Lower mortgage rates gave the housing market a boost in February with supply and sales all moving higher, Zoopla claims.
The portal’s latest House Price Index shows sales agreed were up 15% annually in February while stock for sale has risen by 21%.
Zoopla said this was down to falling mortgage rates boosting buyer purchasing power.
Sales momentum has been recovering for five months, prompting the property website to predict that the market is on track for 10% more sales in 2024 than last year at 1.1m.
But it cautioned that asking price reductions, while lower than last year, remain above average, as buyers remain cost sensitive.
Asking price reductions of 5% or more are greatest in the South East and East of England, Zoopla said.
The average estate agent is agreeing 6 new sales a month up from 5.2 this time last year.
That is feeding into prices, Zoopla said, with average values down 0.5% annually to £263,600.
It suggests that a “three-speed” housing market has emerged, with the Eastern, South East and South West regions, outside London, registering the largest annual falls, London remaining most expensive and the rest of the UK seeing limited declines.

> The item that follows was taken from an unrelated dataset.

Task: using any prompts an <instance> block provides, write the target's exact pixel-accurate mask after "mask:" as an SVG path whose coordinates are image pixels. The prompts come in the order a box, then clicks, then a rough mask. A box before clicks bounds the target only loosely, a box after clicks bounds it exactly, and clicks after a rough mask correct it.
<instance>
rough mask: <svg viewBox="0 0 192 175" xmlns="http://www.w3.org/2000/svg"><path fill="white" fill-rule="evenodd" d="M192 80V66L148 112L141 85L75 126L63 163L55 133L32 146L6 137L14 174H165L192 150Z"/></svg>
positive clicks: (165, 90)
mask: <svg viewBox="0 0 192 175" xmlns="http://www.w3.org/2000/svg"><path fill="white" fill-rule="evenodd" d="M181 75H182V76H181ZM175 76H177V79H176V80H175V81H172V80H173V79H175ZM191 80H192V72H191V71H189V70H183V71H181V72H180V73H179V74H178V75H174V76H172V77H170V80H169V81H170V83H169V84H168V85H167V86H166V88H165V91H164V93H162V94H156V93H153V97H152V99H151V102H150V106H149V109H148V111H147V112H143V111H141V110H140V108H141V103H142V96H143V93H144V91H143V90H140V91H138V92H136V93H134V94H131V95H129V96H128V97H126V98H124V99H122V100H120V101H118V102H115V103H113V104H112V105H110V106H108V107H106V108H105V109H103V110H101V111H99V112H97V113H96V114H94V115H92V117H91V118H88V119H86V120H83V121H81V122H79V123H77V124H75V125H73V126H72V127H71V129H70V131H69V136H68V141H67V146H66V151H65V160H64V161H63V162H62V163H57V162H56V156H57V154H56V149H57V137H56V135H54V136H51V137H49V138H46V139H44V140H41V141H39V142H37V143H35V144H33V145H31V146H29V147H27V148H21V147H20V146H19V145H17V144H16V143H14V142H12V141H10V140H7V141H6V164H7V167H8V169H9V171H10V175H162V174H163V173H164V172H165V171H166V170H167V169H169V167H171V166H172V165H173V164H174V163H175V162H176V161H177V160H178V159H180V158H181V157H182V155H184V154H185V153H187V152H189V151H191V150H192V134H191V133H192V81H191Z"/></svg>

Richard Donnell, executive director at Zoopla, said: “The housing market has proved very resilient to higher mortgage rates and cost of living pressures. More sales and more sellers shows growing confidence amongst households and evidence that 4-5% mortgage rates are not a barrier to improving market conditions.
“The momentum in new sales being agreed has been building for the last 5 months and the sales market is on track for 1.1m sales over 2024 supported by new sellers coming to the market. While sales are set to increase we don’t expect house price growth to accelerate further in 2024.”
Three Tier Market |
Area |
Average Price |
% UK Average |
Price difference to UK |
London |
£534,600 |
103% |
£271,000 |
Southern England |
£344,400 |
31% |
£80,800 |
Rest of UK |
£188,600 |
-28% |
-£75,000 |
UK |
£263,600 |
|
|
It comes as the latest member data from Propertymark suggests buyer registrations rose 120% between December 2023 and January 2024 - albeit boosted by the quieter Christmas period - and new supply was up 79% to eight listings per branch.
But Nathan Emerson, chief executive of the agency trade body, warned: "There remains a mismatch between valuations and market expectations, with most members noting that properties are still selling at below asking price."